Make sure of course that you have to most competative mortgage deal. If you can get a better deal, overpay what you have saved by switching.
 
Don't forget the tax relief is lost if you don't use it.

I would say that all higher rate income tax payers, should fully use their tax relief (at the higher rate) every year, before overpaying the mortgage.
I disagree. Even after tax relief each €1 in mortgage interest is costing you €0.80 so if you can avoid this cost altogether then you are better off. There is no point in being in debt just to avail of mortgage interest tax relief.
 
Sorry! My mistake. :eek: And of course you get PRSI/health levy relief as well (e.g. a possible 41% + 4% + 2%). But I have seen others recommending that people stay in debt purely to avail of owner occupier mortgage interest relief which I find daft.
 
Sorry to join this thread late.

For the OP I think the pension option looks preferable. 33 years of age and no pension provision is not a healthy position to be in. Frankly, it points to the odd situation whereby the State has been urging people to take out pensions while operating the SSIA scheme - which provided 25% tax relief to higher rate payers who could have been getting 42% + PRSI relief. I have no doubt that tens of thousands of people have postponed taking out pensions due to this mediocre scheme. Of course, if they now feed their SSIA pot into a personal pension they'll do okay - (even if they have missed the last couple of years which have been good for pension investment returns)....my fear is that very few people will take this course of action.

What about people who have pension plans up and running to a level that should (at current contribution levels) provide a comfortable retirement? What should they do with their SSIA €3,000pa? A couple of thoughts:

1) If you're a higher rate taxpayer now and think that you're not likely to be in retirement, beefing up your pension may be a smart move.

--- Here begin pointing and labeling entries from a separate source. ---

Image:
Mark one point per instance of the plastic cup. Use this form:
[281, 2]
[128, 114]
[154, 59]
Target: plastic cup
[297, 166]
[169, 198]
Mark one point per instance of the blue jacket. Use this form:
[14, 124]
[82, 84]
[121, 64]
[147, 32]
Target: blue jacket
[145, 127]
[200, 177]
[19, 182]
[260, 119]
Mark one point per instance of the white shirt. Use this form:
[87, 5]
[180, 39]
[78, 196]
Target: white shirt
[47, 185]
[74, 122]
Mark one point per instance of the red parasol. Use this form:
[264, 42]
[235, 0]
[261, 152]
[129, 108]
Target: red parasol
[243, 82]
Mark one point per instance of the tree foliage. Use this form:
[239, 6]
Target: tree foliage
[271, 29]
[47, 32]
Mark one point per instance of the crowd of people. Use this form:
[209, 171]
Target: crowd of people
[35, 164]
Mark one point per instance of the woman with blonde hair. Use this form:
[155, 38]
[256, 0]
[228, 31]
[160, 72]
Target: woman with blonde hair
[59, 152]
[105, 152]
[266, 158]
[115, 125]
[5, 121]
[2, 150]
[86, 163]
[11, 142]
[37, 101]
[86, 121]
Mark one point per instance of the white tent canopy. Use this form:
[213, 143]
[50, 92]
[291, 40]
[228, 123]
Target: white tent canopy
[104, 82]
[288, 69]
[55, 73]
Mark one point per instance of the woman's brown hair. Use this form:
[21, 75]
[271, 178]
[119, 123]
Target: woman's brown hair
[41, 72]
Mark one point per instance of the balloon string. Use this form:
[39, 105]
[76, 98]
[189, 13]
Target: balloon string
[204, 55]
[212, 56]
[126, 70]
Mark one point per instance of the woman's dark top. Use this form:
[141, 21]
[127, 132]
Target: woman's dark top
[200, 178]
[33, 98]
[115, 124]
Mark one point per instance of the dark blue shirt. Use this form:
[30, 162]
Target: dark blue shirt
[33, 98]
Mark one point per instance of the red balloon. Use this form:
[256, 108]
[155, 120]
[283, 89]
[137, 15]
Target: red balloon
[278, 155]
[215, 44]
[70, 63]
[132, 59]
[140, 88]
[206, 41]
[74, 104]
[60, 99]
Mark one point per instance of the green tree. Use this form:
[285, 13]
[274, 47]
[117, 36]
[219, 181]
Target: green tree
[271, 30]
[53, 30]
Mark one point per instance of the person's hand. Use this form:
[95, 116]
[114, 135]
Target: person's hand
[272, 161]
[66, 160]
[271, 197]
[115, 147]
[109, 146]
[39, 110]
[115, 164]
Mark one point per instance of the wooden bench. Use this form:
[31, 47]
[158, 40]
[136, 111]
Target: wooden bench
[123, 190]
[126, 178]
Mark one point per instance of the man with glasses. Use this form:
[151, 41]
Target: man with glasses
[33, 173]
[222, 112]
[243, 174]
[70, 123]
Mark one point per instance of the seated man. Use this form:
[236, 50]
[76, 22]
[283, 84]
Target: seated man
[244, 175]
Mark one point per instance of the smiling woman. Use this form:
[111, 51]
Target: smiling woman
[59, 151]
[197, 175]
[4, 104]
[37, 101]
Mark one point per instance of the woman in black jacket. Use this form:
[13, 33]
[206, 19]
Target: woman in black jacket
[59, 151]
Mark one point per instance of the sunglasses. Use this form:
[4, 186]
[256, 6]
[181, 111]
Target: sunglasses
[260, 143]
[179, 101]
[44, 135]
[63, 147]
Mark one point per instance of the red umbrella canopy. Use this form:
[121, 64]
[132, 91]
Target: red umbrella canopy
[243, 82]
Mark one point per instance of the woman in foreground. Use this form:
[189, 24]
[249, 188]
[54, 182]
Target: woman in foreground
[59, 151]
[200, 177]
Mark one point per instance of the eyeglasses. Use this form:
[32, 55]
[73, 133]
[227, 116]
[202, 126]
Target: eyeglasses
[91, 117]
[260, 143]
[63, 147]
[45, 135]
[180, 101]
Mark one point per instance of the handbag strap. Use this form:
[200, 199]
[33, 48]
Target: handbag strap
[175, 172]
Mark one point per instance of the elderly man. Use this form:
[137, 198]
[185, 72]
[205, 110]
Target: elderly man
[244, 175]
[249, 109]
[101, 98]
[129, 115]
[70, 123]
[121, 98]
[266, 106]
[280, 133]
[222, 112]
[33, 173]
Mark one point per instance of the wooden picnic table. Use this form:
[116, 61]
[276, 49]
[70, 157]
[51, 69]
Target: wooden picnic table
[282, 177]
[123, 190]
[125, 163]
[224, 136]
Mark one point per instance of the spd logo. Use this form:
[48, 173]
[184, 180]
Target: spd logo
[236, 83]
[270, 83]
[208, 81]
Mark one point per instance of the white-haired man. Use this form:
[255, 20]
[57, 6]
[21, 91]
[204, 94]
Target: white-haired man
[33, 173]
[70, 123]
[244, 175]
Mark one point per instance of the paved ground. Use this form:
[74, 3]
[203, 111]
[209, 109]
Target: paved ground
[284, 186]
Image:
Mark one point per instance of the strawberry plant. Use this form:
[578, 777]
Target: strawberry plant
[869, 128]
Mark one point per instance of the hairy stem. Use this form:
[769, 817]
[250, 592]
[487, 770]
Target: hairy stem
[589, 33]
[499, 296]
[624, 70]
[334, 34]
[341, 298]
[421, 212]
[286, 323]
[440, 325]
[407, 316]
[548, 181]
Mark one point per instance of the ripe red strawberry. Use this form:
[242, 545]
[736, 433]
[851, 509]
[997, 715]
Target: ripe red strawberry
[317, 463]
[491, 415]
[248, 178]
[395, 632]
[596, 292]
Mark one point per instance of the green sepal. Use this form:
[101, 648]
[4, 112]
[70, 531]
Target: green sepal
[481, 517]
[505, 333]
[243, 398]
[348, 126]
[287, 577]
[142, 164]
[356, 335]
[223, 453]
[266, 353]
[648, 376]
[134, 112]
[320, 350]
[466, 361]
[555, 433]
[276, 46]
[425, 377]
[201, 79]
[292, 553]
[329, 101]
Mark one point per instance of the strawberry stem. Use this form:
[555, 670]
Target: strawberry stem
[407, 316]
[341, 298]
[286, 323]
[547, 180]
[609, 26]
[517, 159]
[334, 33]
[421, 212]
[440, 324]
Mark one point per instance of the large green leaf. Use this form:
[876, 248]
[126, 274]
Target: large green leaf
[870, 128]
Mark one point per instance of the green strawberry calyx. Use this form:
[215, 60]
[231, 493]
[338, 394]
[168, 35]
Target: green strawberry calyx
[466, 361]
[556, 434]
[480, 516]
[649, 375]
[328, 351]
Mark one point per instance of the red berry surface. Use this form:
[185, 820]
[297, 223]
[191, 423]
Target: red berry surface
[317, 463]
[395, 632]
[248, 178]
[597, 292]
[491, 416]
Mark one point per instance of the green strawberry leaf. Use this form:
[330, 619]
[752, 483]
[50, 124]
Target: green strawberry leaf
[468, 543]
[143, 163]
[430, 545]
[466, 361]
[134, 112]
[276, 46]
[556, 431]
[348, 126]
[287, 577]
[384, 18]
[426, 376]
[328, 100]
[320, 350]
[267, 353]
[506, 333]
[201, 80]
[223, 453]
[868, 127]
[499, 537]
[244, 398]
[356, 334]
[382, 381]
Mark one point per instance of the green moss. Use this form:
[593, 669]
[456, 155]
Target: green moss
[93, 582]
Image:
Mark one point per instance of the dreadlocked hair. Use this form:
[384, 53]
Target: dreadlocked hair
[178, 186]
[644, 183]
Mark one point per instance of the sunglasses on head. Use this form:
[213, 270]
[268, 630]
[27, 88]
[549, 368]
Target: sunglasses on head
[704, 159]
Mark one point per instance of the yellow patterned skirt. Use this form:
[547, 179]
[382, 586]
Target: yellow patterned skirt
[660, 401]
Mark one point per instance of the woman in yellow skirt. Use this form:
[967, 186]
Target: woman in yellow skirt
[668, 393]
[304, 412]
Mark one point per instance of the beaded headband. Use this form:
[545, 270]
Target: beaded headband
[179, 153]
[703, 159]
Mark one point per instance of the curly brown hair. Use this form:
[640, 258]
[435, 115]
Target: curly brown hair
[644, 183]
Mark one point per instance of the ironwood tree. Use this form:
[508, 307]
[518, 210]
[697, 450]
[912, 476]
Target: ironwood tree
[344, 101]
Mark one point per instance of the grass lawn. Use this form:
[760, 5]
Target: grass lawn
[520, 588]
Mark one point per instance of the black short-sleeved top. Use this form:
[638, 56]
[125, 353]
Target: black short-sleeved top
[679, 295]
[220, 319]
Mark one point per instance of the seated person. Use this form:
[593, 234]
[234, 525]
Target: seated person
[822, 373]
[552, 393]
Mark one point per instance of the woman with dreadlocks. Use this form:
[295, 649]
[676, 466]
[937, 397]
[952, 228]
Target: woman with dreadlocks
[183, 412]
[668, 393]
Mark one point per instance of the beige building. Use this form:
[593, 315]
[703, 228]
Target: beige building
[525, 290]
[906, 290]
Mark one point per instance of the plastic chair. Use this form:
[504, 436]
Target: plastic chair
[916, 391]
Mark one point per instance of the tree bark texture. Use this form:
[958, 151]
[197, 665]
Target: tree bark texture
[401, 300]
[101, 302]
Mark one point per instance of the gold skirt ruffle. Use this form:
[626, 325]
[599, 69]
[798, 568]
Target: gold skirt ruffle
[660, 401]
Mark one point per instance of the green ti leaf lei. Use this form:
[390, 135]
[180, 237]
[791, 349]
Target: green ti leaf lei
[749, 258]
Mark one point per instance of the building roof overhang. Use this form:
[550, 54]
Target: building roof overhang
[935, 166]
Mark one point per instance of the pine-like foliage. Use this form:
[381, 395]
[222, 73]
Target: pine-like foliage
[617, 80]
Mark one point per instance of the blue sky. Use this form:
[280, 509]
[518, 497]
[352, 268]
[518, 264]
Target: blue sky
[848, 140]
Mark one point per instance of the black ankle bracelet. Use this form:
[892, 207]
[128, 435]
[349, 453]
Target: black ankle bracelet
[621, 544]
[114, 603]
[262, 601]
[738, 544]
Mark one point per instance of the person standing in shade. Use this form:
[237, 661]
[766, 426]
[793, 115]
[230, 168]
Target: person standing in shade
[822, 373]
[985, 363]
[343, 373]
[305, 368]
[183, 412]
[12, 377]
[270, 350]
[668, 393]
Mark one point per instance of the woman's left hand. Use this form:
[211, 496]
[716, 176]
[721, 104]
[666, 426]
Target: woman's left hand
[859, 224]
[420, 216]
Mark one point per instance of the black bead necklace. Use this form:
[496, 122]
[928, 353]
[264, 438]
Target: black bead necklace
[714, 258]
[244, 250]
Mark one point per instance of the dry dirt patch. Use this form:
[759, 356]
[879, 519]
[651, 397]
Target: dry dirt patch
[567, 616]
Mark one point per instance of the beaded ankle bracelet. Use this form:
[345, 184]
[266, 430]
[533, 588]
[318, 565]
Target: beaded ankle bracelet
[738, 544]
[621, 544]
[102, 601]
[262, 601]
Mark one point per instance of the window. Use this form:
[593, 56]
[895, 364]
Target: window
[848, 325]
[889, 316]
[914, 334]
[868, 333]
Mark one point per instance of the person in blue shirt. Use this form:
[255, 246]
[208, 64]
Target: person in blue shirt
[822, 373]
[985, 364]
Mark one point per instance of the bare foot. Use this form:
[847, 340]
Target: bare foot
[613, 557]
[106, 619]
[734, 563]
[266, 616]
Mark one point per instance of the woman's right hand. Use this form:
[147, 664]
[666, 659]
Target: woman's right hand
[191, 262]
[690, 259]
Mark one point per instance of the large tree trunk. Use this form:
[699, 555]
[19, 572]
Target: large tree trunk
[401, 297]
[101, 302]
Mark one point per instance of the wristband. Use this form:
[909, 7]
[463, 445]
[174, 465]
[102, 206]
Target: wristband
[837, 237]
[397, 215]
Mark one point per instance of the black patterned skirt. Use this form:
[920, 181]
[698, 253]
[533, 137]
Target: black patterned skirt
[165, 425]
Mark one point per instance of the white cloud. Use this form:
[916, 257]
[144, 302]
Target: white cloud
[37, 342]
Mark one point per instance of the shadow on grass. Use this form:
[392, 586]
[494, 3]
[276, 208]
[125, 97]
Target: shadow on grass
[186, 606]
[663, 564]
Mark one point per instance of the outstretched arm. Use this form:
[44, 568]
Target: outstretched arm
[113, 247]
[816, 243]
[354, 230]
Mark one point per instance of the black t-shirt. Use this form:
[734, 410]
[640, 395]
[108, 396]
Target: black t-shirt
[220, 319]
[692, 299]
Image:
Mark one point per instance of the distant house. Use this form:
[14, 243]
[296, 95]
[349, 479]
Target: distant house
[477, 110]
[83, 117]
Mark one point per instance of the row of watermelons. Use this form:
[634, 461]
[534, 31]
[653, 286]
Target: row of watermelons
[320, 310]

2) If you think you'll pay tax at the marginal rate in retirement you're really only deferring tax if you're a higher rate payer now.

3) If you're a lower rate payer now but reckon you might be a higher rate payer in retirement you should consider waiting until your income rises enough to take you into the marginal rate before seriously funding your pension.

4) Mortgage pre-payments aren't tax advantageous but have the potential to be really life changing. Imagine what you could do if you got your mortgage paid off a decade early. Or it might enable you to trade up one last time to a house you might never have aspired to otherwise. Or, of course, it might allow you to retire early...albeit with a reduced pension 'cos you used all your spare income to pay off your mortgage.

Maybe Clubman's right - do both!
 
Thanks for the advice, all. My instinct now is to put most into the pension, but take a chip off the mortgage too for some medium-term gratification!